Nutrition Insight previously spoke with the organization, which called for nutrition companies to collaborate with NGOs and innovate essential food distribution methods, rather than increasing production.
Local plant-based foods may protect against crisis
Industrial feed dominates fertilizer use. However, Contiero notes that redirecting animal feed crops to human nutrition — especially plant-based sources for supplements and fortified foods — reduces vulnerability to geopolitical shocks.
“In the EU, two-thirds of cereals are used to produce animal feed. There is clearly a lot of untapped potential to reduce our vulnerability by redirecting crops to feed people, not livestock.”
“A system where more people eat food that is plant-based, local, and organic is going to be significantly more resilient to events like the crisis in the Strait of Hormuz,” he says.
Francesca Gallelli, Food System policy officer at the World Federation for Animals, previously told us about inefficiencies within the industrial agricultural system, where large volumes of farmed crops are grown to feed animals for human consumption.
Greenpeace warns the Hormuz crisis exposes chemical fertilizer addiction — plant-based nutrition offers a resilience path.“For every 100 calories of human-edible cereals fed to animals, only 17–30 calories enter the human food chain. Production needs to shift away from using human-edible food as animal feed,” she argued.
Ecological practices for nutrition security
According to Werz at the Council on Foreign Relations, the US-Iran war has placed one-third of the global fertilizer trade at risk of disruption. Fertilizer makes up 25% of agricultural production costs. He adds that natural gas shipments have dropped, affecting feedstock for nitrogenous-based fertilizers.
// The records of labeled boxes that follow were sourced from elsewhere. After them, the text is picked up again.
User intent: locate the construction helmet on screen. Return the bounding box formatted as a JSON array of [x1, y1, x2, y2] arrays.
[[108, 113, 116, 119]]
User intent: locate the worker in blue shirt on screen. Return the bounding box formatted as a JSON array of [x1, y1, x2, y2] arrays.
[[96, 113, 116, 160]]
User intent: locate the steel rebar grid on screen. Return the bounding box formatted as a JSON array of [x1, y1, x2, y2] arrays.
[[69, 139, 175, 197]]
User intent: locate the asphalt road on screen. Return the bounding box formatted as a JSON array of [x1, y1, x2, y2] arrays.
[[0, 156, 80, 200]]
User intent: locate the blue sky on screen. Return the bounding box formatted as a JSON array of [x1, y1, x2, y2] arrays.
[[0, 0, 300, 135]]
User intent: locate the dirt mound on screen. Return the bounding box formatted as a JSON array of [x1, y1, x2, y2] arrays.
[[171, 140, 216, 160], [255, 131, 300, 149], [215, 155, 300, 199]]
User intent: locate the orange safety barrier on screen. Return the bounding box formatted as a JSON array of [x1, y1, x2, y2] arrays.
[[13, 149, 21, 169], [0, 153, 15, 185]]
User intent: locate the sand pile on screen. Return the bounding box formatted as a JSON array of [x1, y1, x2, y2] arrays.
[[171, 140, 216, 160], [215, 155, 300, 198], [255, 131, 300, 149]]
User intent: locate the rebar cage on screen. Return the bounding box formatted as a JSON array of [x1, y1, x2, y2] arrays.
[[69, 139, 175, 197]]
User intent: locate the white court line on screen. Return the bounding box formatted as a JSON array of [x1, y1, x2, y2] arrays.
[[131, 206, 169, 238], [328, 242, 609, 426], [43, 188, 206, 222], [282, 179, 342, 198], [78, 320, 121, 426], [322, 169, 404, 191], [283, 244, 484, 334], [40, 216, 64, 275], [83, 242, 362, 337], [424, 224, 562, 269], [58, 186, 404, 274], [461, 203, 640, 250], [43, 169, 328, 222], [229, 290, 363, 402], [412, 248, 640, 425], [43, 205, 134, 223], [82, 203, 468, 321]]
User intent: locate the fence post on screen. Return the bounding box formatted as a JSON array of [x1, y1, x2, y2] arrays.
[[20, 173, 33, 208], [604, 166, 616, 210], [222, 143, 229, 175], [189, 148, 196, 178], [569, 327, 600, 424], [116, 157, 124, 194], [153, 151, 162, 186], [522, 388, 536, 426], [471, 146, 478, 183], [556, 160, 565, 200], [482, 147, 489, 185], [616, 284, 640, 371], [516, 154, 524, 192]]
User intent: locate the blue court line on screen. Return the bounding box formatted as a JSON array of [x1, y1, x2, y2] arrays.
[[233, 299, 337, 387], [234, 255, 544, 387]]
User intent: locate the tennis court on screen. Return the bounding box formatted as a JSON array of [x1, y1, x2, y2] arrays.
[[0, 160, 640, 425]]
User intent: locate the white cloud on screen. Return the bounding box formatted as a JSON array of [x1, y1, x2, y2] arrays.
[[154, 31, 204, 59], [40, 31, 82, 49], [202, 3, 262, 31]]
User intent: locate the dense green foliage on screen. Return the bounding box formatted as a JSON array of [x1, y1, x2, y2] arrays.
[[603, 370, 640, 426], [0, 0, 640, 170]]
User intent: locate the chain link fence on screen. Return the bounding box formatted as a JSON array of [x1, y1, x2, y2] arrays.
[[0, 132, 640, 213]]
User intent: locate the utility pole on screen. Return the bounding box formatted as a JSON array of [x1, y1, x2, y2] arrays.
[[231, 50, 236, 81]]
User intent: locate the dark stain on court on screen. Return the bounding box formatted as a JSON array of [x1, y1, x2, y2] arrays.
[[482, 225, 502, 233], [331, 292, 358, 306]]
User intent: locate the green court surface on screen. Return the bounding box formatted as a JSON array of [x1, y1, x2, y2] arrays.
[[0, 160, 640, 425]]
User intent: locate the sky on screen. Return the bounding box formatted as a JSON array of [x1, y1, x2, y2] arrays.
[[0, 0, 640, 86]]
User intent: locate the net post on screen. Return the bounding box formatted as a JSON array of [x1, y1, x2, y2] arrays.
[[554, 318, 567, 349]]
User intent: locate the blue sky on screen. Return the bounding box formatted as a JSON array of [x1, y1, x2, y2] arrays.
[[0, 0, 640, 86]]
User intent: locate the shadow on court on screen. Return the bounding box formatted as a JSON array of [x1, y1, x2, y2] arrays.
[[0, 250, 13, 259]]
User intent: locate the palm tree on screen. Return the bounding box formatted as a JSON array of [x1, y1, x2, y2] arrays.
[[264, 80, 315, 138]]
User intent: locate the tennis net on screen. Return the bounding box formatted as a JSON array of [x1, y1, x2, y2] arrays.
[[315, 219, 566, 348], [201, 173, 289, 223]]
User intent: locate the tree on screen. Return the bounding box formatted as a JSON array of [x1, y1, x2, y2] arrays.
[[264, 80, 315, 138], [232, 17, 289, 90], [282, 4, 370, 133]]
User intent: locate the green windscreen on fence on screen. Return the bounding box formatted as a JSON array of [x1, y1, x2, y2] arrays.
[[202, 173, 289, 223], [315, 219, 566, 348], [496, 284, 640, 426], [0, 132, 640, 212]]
Werz outlines that the impacted territories of Bahrain, Oman, Qatar, and Saudi Arabia are major fertilizer exporters.
Blockades to fertilizer exports might translate to reduced availability and higher prices for crops that rely on these fertilizers, which are processed into nutrients, such as proteins, fiber, and sweeteners.
Greenpeace Aotearoa’s Amanda Larsson, Global Big Ag project lead, sees the bigger picture: geopolitical shocks hit farmers during peak springtime in the Northern Hemisphere, threatening harvests and “knock-on effects on food prices.”
The UN World Food Programme also worries of the impacts on sub-Saharan Africa as it heads into planting season. Its deputy executive director, Carl Skau, warns that the spike in global food and fuel costs “could leave millions of families priced out of staple foods, particularly in import-dependent countries, like sub-Saharan Africa and Asia.”
“If the Middle East conflict continues through June, an additional 45 million people could be pushed into acute hunger by price rises. This would take global hunger levels to an all-time record and it's a terrible, terrible prospect.”
Reflecting on the 2022 Russian invasion of Ukraine, Werz notes the war caused major trade system restructuring while 27.2 million more people were driven into poverty and 22.3 million more suffered from hunger two years following the invasion.
He warns: “The systematic weaponization of food, water, and fertilizer in a thirsty region makes this the first true twenty-first-century conflict that could unleash a slow-motion famine machine.”
Meanwhile, Greenpeace’s Contiero comments: “If we want true independence, we have to stop propping up chemical-addicted industrial farming. Local, ecological farming is the only real path to food sovereignty.”
“By working with nature to fix nutrients in the soil naturally, farmers can break the cycle of dependence. In Europe, that means an end to the current system of direct payments, which favors big landowners — primarily cereal producers — and a systemic transition that supports small farms, incentivizes agroecological practices, and favors the needed uptake of plant-based food to rebalance the intake of animal-based proteins.”